Safety Services Company
October 24th 2011
According to a recent blog post by the Assistant Secretary of Labor for Occupational Safety and Health, David Michaels, OSHA will begin to target texting while driving to crack down on employee injuries and death.
In 2009, distracted driving accounted for more than 5,400 traffic fatalities, or 16 percent of traffic fatalities. In terms of workplace fatalities motor vehicle accidents are the leading cause each year.
To battle this potent workplace hazard OSHA has partnered with the Federal Department of Transpiration (DOT) to create a campaign against distracted driving.
According to Michaels OSHA is first targeting texting while driving because it takes your cognitive focus, eyes and hands away from the work of driving.
A Federal Motor Carrier Safety Administration study backs the dangers of driving while texting. The study found drivers’ eyes were off the road for 4.6 out of every 6 seconds while texting. At 55 mph, that’s like driving the length of a football field while wearing a blindfold.
“We want to send a clear message to managers, supervisors and workers that their company must neither require nor condone sending or reading text or e-mail messages while driving,” Michaels said.

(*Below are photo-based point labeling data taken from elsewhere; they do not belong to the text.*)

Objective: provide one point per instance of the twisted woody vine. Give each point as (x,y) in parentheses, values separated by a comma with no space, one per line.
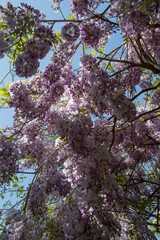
(89,136)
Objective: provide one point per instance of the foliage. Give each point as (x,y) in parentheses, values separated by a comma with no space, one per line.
(88,135)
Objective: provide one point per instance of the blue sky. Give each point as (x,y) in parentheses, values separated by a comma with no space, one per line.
(44,6)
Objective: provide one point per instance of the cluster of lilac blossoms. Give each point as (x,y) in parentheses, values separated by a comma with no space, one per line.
(82,133)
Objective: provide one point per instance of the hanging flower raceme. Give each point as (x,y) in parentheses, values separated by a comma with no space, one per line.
(70,32)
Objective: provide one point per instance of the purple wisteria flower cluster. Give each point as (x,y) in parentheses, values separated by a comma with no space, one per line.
(37,47)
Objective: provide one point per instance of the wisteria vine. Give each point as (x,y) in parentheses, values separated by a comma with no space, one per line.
(89,136)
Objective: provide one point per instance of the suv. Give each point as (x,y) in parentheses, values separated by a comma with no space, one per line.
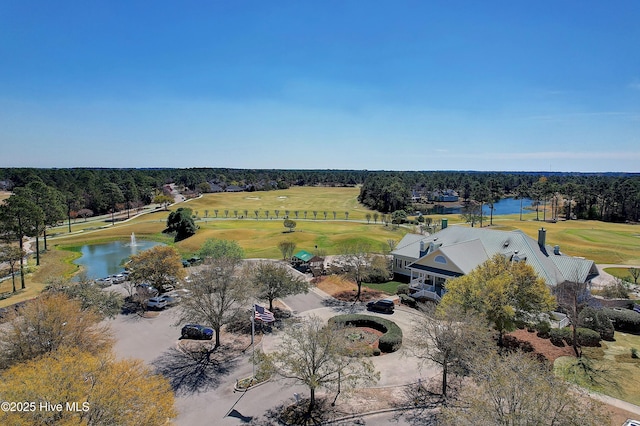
(196,331)
(383,305)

The government occupational safety department is encouraging employers to enact policies prohibiting texting, establish times when employees can text and train employees on the dangers of texting and driving.
OSHA’s focus on the dangers of texting while driving come on the heels of President Obama instituting a Federal Government-wide ban on the use of text messaging while driving on official business.
In addition to the mandate put in place by Obama 34 states and the District of Columbia have texting while driving bans in place.
According to Michaels OSHA will find companies in violation of the Occupational Safety and Health Act if, by policy or practice, they require texting while driving, or create incentives that encourage or condone it, or they structure work so that texting is a practical necessity for workers to carry out their job.
“When OSHA receives a credible complaint that an employer requires texting while driving or who organizes work so that texting is a practical necessity, we will investigate and where necessary issue citations and penalties to end this practice, “Michaels said.